Will definitely start praying for them...
Thank you so much!
-gRaCe-
Posted by: Grace | November 25, 2008 at 09:29 AM
I find it interesting that she ended up not being able to "walk the walk" but continued to "talk the talk". It's interesting that she realized what a conflict of effort it was, and how troubling it was, and how hard it was on both the woman having an abortion and the doctor providing it. Instead of allowing this to either change her heart and mind or prove her own words, however, she ran. She couldn't commit to it fully, but couldn't give up totally and "let everyone down", so she decided to support it in name but tender her skills elsewhere. When faced with it, she couldn't go through with it, so she hid from it instead of fully embracing the reality of it, one way or another. Sad.
Posted by: Mrs. Taft | November 25, 2008 at 03:41 PM
Doesn't mean that she's no longer pro choice.

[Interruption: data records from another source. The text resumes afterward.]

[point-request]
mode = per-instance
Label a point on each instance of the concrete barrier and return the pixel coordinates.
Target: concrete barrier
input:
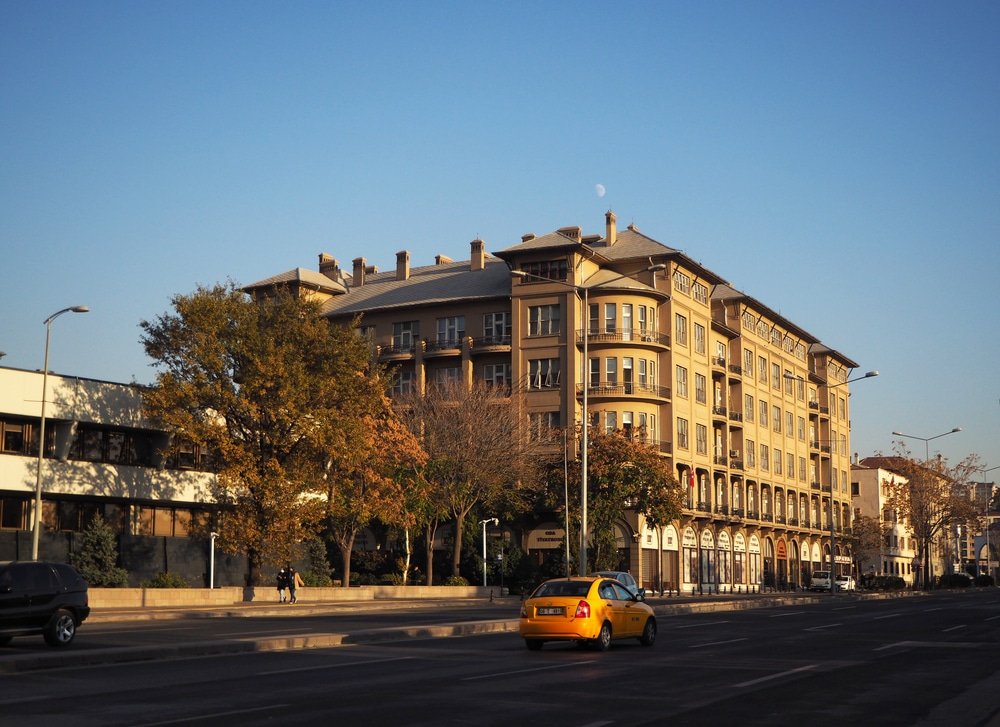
(228, 595)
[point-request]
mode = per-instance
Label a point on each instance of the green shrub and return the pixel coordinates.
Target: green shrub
(165, 580)
(97, 559)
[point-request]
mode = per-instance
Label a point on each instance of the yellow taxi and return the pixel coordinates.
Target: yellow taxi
(588, 609)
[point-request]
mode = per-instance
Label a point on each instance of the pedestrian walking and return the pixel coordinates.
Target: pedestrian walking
(294, 581)
(282, 584)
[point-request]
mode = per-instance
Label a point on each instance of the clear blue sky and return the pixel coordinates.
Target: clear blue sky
(838, 161)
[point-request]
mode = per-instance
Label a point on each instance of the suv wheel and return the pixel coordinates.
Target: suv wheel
(61, 629)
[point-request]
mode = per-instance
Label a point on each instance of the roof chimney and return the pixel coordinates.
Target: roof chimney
(611, 228)
(478, 254)
(359, 272)
(329, 266)
(573, 232)
(402, 265)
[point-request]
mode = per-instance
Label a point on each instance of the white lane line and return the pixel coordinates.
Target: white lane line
(233, 713)
(332, 666)
(527, 671)
(779, 675)
(716, 643)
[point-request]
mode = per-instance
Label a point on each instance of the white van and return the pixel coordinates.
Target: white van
(820, 581)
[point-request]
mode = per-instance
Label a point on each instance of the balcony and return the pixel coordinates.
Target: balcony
(621, 335)
(616, 390)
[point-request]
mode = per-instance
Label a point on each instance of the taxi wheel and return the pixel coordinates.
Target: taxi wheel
(648, 637)
(603, 640)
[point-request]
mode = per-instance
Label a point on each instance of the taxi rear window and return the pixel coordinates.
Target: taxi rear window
(563, 588)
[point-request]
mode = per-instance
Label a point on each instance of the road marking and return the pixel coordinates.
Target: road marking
(200, 717)
(716, 643)
(929, 644)
(332, 666)
(779, 675)
(527, 671)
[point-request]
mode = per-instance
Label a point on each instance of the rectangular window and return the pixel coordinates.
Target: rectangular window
(497, 375)
(496, 327)
(699, 292)
(405, 334)
(680, 329)
(682, 433)
(544, 320)
(545, 269)
(541, 424)
(451, 331)
(699, 338)
(681, 381)
(544, 373)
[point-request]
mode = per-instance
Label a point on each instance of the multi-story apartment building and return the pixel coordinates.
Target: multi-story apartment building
(871, 486)
(751, 410)
(103, 457)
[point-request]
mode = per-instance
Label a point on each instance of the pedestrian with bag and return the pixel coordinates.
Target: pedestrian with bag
(294, 581)
(282, 584)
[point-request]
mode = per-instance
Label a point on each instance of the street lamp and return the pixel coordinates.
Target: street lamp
(41, 429)
(833, 530)
(483, 523)
(582, 560)
(927, 440)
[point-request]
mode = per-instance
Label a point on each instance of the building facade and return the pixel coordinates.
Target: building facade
(102, 457)
(752, 411)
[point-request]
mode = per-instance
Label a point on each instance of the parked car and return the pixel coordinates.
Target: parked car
(846, 583)
(589, 609)
(820, 581)
(41, 598)
(626, 579)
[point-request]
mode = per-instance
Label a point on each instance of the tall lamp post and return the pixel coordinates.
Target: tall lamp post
(483, 523)
(833, 531)
(925, 561)
(41, 429)
(582, 560)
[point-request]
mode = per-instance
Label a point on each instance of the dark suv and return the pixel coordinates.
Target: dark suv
(41, 598)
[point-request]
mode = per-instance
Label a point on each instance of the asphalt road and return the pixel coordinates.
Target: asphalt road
(931, 660)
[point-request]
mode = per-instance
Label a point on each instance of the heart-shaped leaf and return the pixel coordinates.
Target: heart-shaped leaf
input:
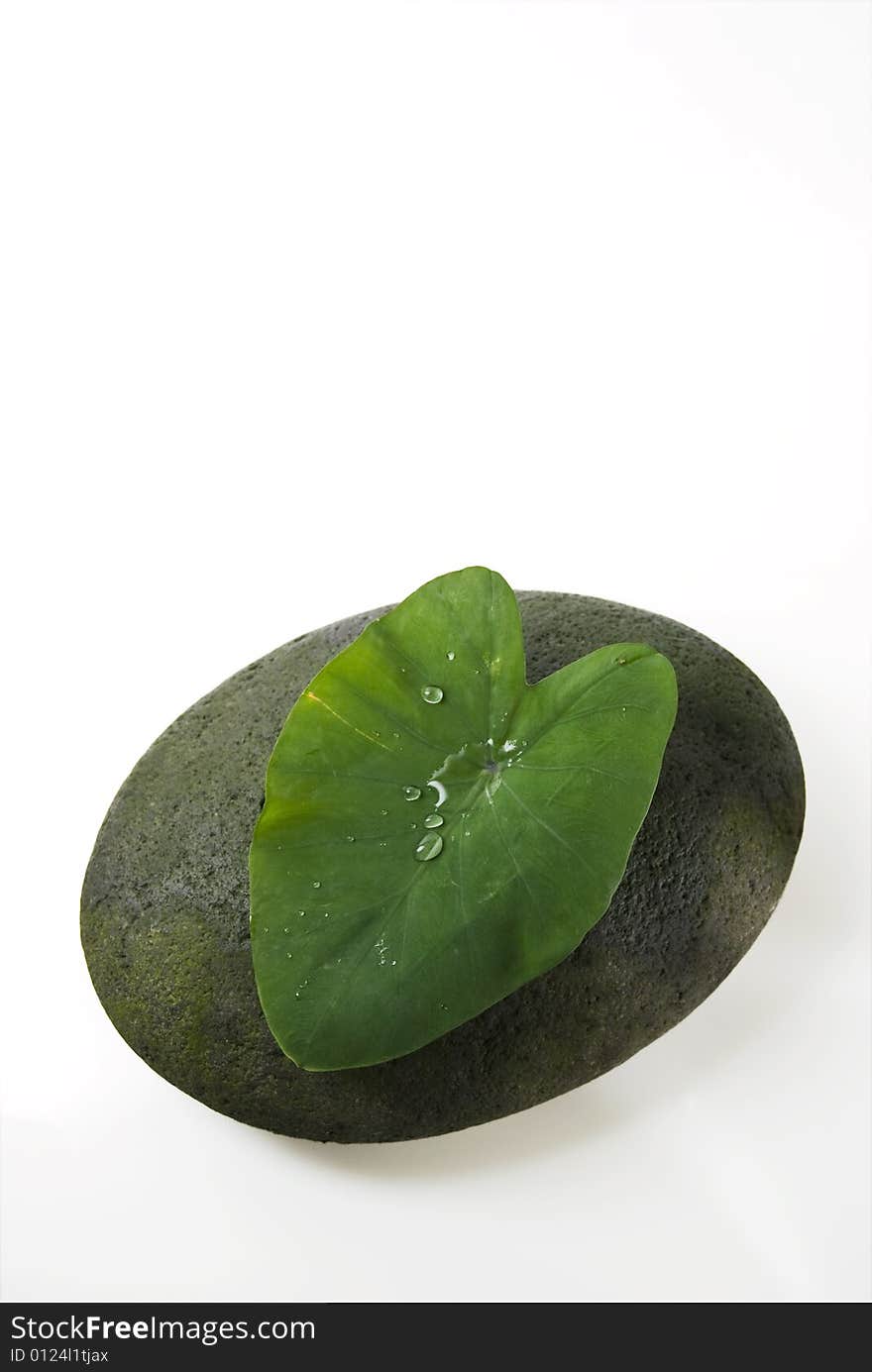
(436, 832)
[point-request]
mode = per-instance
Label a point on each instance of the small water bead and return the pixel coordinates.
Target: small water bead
(429, 847)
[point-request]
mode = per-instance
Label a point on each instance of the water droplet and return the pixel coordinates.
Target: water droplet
(441, 792)
(429, 847)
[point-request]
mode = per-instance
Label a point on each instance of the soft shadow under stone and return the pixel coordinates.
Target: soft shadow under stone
(164, 904)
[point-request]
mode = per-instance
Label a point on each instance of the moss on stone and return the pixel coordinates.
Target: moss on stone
(164, 904)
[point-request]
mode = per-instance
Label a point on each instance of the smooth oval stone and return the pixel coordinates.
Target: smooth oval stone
(164, 904)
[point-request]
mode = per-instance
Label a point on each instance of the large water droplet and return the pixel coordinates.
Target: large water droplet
(441, 792)
(429, 847)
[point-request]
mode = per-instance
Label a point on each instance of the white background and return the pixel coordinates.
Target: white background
(306, 303)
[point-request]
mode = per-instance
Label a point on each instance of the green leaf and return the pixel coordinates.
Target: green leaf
(436, 832)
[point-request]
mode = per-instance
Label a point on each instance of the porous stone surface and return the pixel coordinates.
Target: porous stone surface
(164, 903)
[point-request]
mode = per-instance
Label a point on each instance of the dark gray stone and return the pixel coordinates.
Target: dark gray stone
(164, 904)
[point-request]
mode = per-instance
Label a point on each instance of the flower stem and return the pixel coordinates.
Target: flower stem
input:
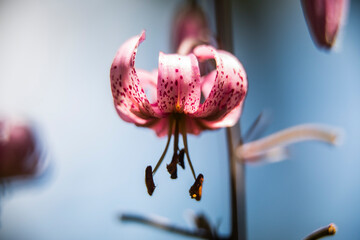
(164, 226)
(322, 232)
(237, 171)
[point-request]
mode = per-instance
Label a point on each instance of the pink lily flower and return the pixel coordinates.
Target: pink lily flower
(324, 18)
(176, 108)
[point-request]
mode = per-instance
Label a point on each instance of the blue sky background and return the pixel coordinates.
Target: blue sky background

Posted by: galife | November 25, 2008 at 06:04 PM
Thanks for posting this article. It was a very eye opening read and much appreciated as I am going to be starting to volunteer at a crisis pregnancy center. Praying that God will be opening eyes to the evils of abortion.
Posted by: Jess | November 25, 2008 at 08:03 PM
It's sad to me that she couldn't perform abortions not because she was troubled about what was happening to the baby, but for lack of care given to the mother. She had no concern for the unborn, but more for the pain the mother experienced and brutal (my word) instruments used.
Posted by: Erin | November 26, 2008 at 11:13 AM
True, she remained pro-choice. But she is one less future abortion provider.
And perhaps this is just the beginnings of God's workings on her heart regarding abortion. Pray for the grace of God to work her heart towards repentance.